Une "fatalité", une "impasse de financement" qui, selon lui, sont les principaux ennemis à combattre. Echaudés par la salve de rapports successifs de la Cour des comptes et de l'Autorité de la concurrence (appelant à davantage réguler la "rente" et la "rentabilité exceptionnelle" des concessionnaires historiques "en faveur de l'Etat et des usagers"), ces grands groupes concessionnaires ont, selon le député, "pris position au sein de forteresses qu'ils croient, à tort, injustement assiégées et qui récusent toute interrogation voire toute idée novatrice concernant le cadre d'exercice de leur activité". Le dialogue, la renégociation contractuelle, un meilleur contrôle de l'écosystème financier des autoroutes ne sont-ils vraiment plus possibles ? "Il faut que cela le soit car dénoncer des contrats, c'est s'exposer à des indemnités de résiliation d'un montant pharaonique", a rappelé Valérie Lacroute, députée UMP de Seine-et-Marne, lors d'une audition en commission ayant précédé la publication du rapport. Lequel montant est, pour rappel, estimé entre 25 et 30 milliards d'euros. Problème : ce dialogue semble impossible. "Nous avons rencontré les concessionnaires, mais n'avons alors pas trouvé en face de nous des partenaires. Ils ne veulent pas bouger et refusent que la parole publique soit écoutée", indique Rémi Pauvros, député du Nord et membre de la commission. "Dès lors, si le seul outil de l'Etat pour changer ce rapport de force et si la seule façon de rééquilibrer les relations de ce triptyque Etat-usagers-sociétés privées, si bancal aujourd'hui, est la dénonciation par anticipation et la résiliation pour motif d'intérêt général, alors pourquoi se l'interdire ?", appuie de son côté Claude Bartolone. "Le système actuel n'est pas illégal mais illégitime, car contraire à l'équité, à la morale, à la raison. J'appelle donc le gouvernement à placer l'Etat en position de force afin de négocier, dans de meilleurs conditions, de nouveaux contrats de délégation de gestion à des sociétés privées, dont certaines pourraient d'ailleurs fort bien être les actuelles concessionnaires", a complété Jean-Paul Chanteguet.

Un établissement public ?

La première voie esquissée, celle de la renégociation avec les sociétés sur la base d'un nouveau cahier des charges, risque pour les députés de déboucher sur des mesurettes.

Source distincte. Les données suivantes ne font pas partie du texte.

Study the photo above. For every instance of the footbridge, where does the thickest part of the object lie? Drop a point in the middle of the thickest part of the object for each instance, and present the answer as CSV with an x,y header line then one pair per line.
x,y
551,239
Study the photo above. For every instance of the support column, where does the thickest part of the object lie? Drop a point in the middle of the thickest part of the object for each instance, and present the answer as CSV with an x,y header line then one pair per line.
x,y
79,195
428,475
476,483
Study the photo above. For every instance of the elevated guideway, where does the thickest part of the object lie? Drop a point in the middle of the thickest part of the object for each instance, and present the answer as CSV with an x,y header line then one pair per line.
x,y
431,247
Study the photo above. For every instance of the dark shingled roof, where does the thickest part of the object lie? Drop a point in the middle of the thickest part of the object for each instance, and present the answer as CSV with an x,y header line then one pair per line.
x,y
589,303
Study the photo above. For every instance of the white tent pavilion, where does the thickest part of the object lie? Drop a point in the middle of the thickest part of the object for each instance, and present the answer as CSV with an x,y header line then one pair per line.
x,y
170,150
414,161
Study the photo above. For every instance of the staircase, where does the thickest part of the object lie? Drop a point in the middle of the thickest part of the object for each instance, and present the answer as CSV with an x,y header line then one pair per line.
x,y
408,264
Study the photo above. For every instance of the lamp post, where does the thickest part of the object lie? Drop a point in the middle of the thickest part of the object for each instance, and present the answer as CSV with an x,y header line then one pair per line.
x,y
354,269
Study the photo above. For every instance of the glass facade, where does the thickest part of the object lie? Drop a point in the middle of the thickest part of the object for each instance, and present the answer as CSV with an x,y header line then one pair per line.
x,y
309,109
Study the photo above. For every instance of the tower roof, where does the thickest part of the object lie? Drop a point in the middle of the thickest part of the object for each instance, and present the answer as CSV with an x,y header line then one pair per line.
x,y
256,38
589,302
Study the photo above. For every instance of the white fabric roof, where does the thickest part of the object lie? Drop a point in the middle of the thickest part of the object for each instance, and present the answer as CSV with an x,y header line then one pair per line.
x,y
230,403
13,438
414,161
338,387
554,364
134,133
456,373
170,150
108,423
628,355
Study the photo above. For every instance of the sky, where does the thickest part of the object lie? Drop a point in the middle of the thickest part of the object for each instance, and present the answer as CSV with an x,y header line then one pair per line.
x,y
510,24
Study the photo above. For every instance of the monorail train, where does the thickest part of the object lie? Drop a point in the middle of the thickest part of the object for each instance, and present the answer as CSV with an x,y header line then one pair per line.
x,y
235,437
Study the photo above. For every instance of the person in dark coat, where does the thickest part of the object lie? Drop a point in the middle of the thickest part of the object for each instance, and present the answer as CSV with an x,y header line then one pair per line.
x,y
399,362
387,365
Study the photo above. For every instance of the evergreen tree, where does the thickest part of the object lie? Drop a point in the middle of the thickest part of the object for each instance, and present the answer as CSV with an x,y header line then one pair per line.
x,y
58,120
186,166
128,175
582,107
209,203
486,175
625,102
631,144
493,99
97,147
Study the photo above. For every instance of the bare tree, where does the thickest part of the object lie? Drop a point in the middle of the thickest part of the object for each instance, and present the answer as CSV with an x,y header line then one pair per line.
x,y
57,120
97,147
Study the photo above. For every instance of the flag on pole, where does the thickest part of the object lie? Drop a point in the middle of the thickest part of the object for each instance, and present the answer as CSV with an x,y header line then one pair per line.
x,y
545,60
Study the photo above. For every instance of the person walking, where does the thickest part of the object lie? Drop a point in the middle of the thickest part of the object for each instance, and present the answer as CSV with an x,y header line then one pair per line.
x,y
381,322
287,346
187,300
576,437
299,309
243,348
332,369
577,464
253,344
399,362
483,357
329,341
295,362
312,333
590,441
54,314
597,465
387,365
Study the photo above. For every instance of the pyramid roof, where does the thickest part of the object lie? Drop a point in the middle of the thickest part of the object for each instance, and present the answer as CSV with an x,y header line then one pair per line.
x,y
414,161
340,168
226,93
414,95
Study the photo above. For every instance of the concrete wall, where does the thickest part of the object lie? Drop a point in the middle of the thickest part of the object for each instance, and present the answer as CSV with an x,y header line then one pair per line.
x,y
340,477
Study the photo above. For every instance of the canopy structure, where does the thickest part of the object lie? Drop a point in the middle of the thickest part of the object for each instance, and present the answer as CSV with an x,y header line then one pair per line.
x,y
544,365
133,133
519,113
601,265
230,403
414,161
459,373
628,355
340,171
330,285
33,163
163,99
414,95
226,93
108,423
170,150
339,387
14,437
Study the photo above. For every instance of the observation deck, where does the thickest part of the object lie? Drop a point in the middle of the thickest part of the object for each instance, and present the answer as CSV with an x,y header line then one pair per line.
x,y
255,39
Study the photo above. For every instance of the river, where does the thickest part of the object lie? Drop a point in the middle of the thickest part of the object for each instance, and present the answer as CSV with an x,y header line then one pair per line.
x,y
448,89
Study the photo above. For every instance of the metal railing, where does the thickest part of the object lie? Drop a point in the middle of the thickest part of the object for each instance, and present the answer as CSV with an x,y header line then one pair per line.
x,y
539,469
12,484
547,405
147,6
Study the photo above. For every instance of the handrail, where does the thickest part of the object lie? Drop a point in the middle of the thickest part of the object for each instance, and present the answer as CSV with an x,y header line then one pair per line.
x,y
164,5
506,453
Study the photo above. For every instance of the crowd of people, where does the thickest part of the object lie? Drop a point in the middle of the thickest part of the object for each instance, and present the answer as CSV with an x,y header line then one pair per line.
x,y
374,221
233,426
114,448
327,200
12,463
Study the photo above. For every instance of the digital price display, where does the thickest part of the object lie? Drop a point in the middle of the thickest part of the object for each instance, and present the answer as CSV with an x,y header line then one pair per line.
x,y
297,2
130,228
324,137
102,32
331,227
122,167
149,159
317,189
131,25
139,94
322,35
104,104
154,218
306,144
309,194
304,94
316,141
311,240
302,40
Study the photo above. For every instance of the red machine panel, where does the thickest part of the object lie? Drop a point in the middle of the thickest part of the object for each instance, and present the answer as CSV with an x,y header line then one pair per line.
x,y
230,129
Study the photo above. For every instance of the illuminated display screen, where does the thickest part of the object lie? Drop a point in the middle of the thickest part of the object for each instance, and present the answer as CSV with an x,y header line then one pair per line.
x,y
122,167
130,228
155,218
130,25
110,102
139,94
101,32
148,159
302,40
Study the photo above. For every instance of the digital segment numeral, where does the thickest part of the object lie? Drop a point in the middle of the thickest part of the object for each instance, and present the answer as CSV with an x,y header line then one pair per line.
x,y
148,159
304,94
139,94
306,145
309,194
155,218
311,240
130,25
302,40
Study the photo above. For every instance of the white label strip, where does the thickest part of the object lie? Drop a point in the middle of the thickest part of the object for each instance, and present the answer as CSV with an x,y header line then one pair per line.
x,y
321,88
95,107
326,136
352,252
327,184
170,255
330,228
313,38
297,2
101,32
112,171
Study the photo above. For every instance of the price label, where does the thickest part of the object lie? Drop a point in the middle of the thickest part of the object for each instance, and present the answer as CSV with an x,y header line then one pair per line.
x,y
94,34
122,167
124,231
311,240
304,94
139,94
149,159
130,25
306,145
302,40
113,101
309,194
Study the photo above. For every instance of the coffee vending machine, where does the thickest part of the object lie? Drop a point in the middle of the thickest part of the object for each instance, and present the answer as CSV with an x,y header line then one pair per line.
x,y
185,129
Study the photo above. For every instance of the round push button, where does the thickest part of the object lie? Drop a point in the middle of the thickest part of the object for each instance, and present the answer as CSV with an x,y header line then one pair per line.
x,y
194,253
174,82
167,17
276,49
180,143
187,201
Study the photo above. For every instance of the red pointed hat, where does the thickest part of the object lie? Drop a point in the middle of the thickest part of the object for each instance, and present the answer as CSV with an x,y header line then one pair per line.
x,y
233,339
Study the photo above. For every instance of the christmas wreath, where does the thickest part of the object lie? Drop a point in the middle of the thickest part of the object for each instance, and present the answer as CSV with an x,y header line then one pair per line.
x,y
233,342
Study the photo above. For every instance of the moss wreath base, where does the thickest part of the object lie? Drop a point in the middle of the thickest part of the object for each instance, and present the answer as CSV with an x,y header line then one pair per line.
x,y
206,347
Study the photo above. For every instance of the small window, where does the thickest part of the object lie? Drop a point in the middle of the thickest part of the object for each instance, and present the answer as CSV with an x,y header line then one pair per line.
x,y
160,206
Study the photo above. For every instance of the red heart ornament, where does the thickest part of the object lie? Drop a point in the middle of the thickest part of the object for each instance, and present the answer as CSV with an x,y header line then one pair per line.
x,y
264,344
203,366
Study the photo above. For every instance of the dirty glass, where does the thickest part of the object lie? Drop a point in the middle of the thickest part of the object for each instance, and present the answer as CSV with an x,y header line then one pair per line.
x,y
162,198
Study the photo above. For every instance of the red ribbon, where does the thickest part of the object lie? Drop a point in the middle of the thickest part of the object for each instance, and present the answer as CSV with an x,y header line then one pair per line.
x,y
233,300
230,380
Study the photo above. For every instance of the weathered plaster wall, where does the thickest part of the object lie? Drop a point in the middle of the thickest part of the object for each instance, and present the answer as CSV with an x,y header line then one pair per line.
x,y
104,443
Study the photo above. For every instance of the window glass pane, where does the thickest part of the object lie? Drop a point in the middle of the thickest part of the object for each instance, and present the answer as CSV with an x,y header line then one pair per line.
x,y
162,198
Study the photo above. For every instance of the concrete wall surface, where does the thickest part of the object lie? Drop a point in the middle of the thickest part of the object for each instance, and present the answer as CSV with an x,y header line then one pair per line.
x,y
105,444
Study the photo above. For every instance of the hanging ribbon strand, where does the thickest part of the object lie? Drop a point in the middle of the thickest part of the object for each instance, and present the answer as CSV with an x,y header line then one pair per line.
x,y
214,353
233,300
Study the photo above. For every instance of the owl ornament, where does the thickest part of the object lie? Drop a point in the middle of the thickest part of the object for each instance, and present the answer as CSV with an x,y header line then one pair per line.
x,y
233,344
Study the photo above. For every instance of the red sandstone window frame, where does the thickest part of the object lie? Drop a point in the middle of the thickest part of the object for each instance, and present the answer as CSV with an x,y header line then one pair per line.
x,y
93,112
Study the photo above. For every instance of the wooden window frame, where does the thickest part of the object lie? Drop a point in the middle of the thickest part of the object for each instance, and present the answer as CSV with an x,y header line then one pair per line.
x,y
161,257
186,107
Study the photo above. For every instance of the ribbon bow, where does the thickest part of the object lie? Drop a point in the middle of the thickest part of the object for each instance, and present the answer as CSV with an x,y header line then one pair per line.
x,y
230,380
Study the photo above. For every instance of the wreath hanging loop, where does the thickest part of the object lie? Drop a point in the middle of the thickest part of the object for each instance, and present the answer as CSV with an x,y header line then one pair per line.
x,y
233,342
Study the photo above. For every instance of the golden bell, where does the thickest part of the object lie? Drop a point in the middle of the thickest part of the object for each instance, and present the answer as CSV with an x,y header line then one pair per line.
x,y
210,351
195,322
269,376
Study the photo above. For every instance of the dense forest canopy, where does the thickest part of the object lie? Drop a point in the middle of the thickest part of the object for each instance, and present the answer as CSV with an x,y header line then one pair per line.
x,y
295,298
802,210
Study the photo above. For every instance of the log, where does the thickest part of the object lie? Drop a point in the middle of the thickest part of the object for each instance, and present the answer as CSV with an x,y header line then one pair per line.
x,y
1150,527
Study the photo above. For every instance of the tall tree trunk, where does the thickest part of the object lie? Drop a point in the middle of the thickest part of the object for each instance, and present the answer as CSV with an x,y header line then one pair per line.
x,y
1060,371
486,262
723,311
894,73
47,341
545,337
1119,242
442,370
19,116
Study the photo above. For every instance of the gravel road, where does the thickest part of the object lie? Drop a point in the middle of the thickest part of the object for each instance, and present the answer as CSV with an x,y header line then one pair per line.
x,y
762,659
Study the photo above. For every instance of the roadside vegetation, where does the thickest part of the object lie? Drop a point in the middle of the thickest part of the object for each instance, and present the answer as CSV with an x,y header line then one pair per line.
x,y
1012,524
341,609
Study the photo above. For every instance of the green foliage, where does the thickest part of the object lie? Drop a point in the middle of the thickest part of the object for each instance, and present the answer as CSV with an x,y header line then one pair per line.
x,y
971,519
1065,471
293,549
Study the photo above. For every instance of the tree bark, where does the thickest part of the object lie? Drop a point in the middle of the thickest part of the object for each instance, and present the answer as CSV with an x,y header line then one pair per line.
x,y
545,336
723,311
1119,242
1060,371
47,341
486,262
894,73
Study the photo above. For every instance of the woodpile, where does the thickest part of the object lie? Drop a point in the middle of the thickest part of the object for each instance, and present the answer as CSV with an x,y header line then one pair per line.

Ils lui préfèrent donc une réelle alternative, un "tournant" avec la dénonciation puis la mise en place d'établissements publics amenés à gérer ces infrastructures autoroutières. "Un établissement public à caractère industriel et commercial (Epic)", préfère Jean-Paul Chanteguet, auquel seront rattachés les six concessionnaires historiques, qui "remboursera leurs créanciers et encaissera les recettes des péages". Reste le timing : pour prendre effet début 2016, cette dénonciation devrait intervenir d'ici à la fin de l'année. Quant au plan de relance autoroutier, il pourrait dans ce cas être reporté, la mission parlementaire estimant que cela aurait des "conséquences limitées" sur les premières phases de chantier, qui ne sont de toute façon attendues qu'à compter du printemps 2015.

Sénateurs plus nuancés

Le 17 décembre, au Sénat cette fois-ci, un groupe de travail de la commission du développement durable a remis ses conclusions sur le même sujet. Plus sceptique sur la perspective d'un rachat généralisé des concessions, son co-président Jean-Jacques Filleul, sénateur socialiste d'Indre-et-Loire, penche pour une autre voie, plus progressive et "partielle" : un premier rachat d'une concession par l'Etat, suivi d'un bilan des avantages et inconvénients, avant toute étape de rachat généralisé. Députés et sénateurs sont d'accord sur la nécessité d'en débattre au Parlement et de renforcer la transparence et la régulation du secteur. "L'élargissement des compétences de l'Autorité de régulation des activités ferroviaires (Araf) au secteur autoroutier est en ce sens perçu par tous comme une bonne nouvelle. Elle pourrait assurer ce rôle d'autorité de contrôle des marchés de sociétés concessionnaires d'autoroutes", a conclu Bertrand Pancher, député de la Meuse et président de la mission d'information qui a planché sur le sujet à l'Assemblée et promet de poursuivre ces travaux.